The first fertilization was done at sowing, with 350 kg·ha^-1 of fertilizer (NPK at 6-28-16). The second fertilization was done 18 days after sowing (DAS), in the V4 growth stage (four completely developed leaves), with 150 kg·ha^-1 of urea + 72 kg·ha^-1 of potassium chloride, and the third was with urea at 100 kg·ha^-1, 13 days after the second fertilization in the V8 growth stage (eight completely developed leaves).

Weed control was done during the experiment with glyphosate (Roundup^® WG, Monsanto, São José dos Campos, SP, Brazil) at 2.5 kg·ha^-1, 15 days before sowing and 21 days after maize germination. Leaf diseases were controlled by spraying azoxystrobin + flutriafol (Authority^®, FMC Química do Brasil, Campinas, SP, Brazil) at 0.50 L·ha^-1. Plots received overhead irrigation in Experiment #2 due to variation in rainfall between years.

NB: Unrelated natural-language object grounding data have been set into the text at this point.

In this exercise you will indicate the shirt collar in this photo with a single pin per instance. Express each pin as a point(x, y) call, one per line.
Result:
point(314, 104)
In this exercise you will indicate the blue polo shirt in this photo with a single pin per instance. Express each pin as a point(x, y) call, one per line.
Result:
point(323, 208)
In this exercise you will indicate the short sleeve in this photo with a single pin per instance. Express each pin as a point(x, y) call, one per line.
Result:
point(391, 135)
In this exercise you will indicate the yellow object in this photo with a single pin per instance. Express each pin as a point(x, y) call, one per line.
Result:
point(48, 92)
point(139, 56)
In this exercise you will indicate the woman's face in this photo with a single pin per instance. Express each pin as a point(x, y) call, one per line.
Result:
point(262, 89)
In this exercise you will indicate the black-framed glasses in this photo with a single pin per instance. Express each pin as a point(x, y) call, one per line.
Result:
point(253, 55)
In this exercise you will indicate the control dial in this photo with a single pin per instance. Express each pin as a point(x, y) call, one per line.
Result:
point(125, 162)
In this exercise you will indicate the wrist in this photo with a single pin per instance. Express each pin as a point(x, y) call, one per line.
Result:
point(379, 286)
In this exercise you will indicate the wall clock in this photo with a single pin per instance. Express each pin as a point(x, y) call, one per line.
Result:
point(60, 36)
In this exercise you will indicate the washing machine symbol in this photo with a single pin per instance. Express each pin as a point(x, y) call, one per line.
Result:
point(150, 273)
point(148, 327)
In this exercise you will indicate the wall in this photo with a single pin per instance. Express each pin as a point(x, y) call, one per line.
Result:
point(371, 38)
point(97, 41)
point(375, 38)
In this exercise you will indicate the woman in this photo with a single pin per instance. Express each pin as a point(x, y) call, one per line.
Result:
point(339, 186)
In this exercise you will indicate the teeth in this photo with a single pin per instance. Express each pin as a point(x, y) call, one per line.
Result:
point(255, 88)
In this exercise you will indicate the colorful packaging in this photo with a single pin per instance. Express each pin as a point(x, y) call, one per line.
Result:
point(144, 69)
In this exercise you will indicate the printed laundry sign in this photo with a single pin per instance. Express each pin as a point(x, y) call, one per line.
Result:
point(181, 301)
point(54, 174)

Half of all plots (both with or without Si applications) were manually infested with FAW eggs (Experiment #1) or larvae (Experiment #2). In the other half of the plots, no FAW eggs or larvae were added, and chemical pesticides were used against natural infestations of FAW. Both infestation of plants with FAW and application of insecticides were done 30 DAS, when maize was at the V8 growth stage (eight completely developed leaves). For Experiment #1, the whorls of each of the 30 plants in the two central rows of each plot were manually infested with egg masses each containing an average of approximately 500 eggs nearly ready to hatch. For Experiment #2, the FAW larvae were reared on artificial diet until the third instar and then used to infest the plants, adding three larvae per plant. The insect eggs were supplied by Empresa Brasileira de Pesquisa Agropecuária (Embrapa) Milho e Sorgo, from Sete Lagoas, Minas Gerais state. Non-infested plots (with natural infestations of FAW) were sprayed with the insecticide thiamethoxam+lambda-cyhalothrin (Engeo Pleno^®, Syngenta, Paulínia, SP, Brazil) at 250 mL·ha^-1 to reduced natural FAW infestations. The insecticide was delivered directly into the corn whorls to ensure efficiency and reduce drift.

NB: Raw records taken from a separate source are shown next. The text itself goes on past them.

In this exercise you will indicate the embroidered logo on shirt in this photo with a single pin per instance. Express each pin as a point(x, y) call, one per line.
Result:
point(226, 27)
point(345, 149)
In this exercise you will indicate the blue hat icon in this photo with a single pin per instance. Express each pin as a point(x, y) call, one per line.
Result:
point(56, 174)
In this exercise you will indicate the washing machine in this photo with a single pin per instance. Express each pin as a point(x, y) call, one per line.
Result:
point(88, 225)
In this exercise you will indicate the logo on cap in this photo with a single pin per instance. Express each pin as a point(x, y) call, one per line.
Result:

Damage caused by FAW infestation was evaluated using the visual scale (0-5) proposed by Carvalho (1970)³, in which 0 is no defoliation of the whorl and 5 is complete destruction of the whorl by FAW. This scale was chosen due to its consistency in evaluating defoliation by FAW (Farinelli and Fornasieri Filho 2006; Mendes et al. 2008). Defoliation evaluation was done on 19 plants per plot in Experiment #1 and 20 plants per plot in Experiment #2. A previous evaluation (pre-trial assessment) was done to assess natural FAW infestation before the standardized infestation at 29 DAS. Subsequently, defoliation by FAW was evaluated five, ten, and 15 days after infestation (DAI), i.e., 35, 40, and 45 DAS, respectively.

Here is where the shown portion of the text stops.